Online checksums verification in the backend

Поиск
Список
Период
Сортировка
От Julien Rouhaud
Тема Online checksums verification in the backend
Дата
Msg-id CAOBaU_aVvMjQn=ge5qPiJOPMmOj5=ii3st5Q0Y+WuLML5sR17w@mail.gmail.com
обсуждение исходный текст
Ответы Re: Online checksums verification in the backend  (Robert Haas <robertmhaas@gmail.com>)
Re: Online checksums verification in the backend  (Masahiko Sawada <sawada.mshk@gmail.com>)
Список pgsql-hackers
Hi,

This topic was discussed several times, with the most recent
discussions found at [1] and [2].  Based on those discussions, my
understanding is that the current approach in BASE_BACKUP has too many
drawbacks and we should instead do this check in the backend.  I've
been working using such approach at VMware, and I'm submitting it here
to discuss the approach and rationales, and hopefully have such a
feature integrated.

First, this was originally developed as an extension.  It means that
the check is performed using an SRF.  That's maybe not the best
approach, as a transaction has be kept for the total processing time.
It can be leveraged by checking each relation independently, but
that's still not ideal.  Maybe using some utility commands (as part of
VACUUM or a new CHECK command for instance) would be a better
approach.

This brings the second consideration: how to report the list corrupted
blocks to end users.  As I said this is for now returned via the SRF,
but this is clearly not ideal and should rather be made available more
globally.  One usage of this information could be block level
recovery.  I'm Cc-ing Sawada-san, as I know he's working on this and
mentioned me that he had ideas on passing the list of corrupted blocks
using the stat collector.

Finally, the read and locking considerations.  I tried to cover that
extensively in the comments, but here are some details on how I tried
to make the check safe while trying to keep the overhead as low as
possible.  First thing is that this is only doing buffered reads,
without any attempt to discard OS cache.  Therefore, any discrepancy
between the OS cache and the disk cannot be detected unless you do
other actions, such as sync / drop_caches on GNU/Linux.

An access share lock on the currently checked relation is held,
meaning that it can't get deleted/truncated.  The total number of
blocks for the given fork is retrieved first, so any new block will be
ignored.  Such new blocks are considered out of scope as being written
after the start of the check.

Each time a buffer is being checked, the target buffer mapping
partition lock is acquired in shared mode, to prevent concurrent
eviction.  If the buffer is found in shared buffers, it's pinned and
released immediately, just to get the state.  If the buffer is found
dirty, no check is performed as it'll be written to disk by the
checkpointer, or during recovery in case of unclean shutdown.
Otherwise, an IO lock is held while the the buffer is being read in a
private buffer.
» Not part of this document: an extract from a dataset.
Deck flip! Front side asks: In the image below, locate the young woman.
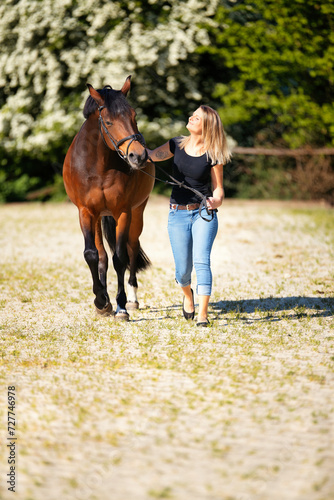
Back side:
[148,106,231,326]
IO Lock and buffer mapping lock are released and then
the check is performed.

If the buffer is not found in shared buffers, the buffer mapping
partition lock is released immediately and the block is read from
disk.  It's therefore possible to get a false positive here, as the
block could be concurrently read, modified and partially written to
disk.  So, if an error is detected in this case, the check is
restarted from scratch and if the buffer is still not found in shared
buffers, the read will be done while still holding the buffer mapping
partition lock to make sure that it can't get concurrently loaded and
modified.  This is an optimistic approach to avoid performance
overhead, assuming that there shouldn't be a lot of positive, and
false positive possibility is very narrow.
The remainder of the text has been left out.